The cost of a pension plan primarily depends on the contributions paid into it. Normally, contributions are broken down into three categories, i.e. regular employer contributions, regular employee contributions and voluntary contributions.
The contribution rules vary widely from plan to plan and are usually decided by the employer. Generally, employees are allowed to make additional voluntary contributions if they want.
Contributions can be set in different ways, such as:
- Percentage of salary
- Preset flat amount or based on hours worked
- Based on seniority
- Based on classes of employees
- Employer contributions based or not on employee contributions
The maximum contribution level is subject to certain tax rules.
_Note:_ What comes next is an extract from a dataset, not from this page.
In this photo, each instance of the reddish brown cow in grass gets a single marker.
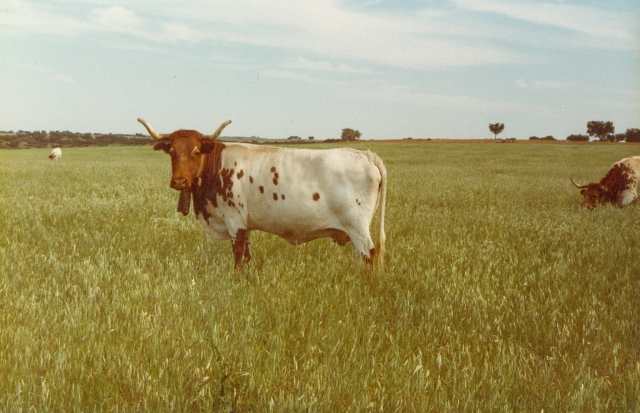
(298, 194)
(618, 187)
Returns and management fees are two elements that do not directly impact the cost of a plan, but rather affect the amounts that will accumulate in the plan.
The managers of the funds offered through group plans are continuously reviewed and monitored by the insurers to provide members with the highest possible risk-adjusted returns.
Several factors affect the level of management fees in a group:
- Total plan assets
- Number of members
- Annual contributions
- Type of plan (group RRSP, DPSP, DB, RPP, etc.)
- Investment funds offering
- Related services provided with the plan (e.g.: reports, targeted communications, etc.)
Costs are also strongly impacted by other less tangible factors, such as the quality of negotiations with the insurer, a recent call for tenders, the competitiveness of the insurance market, etc.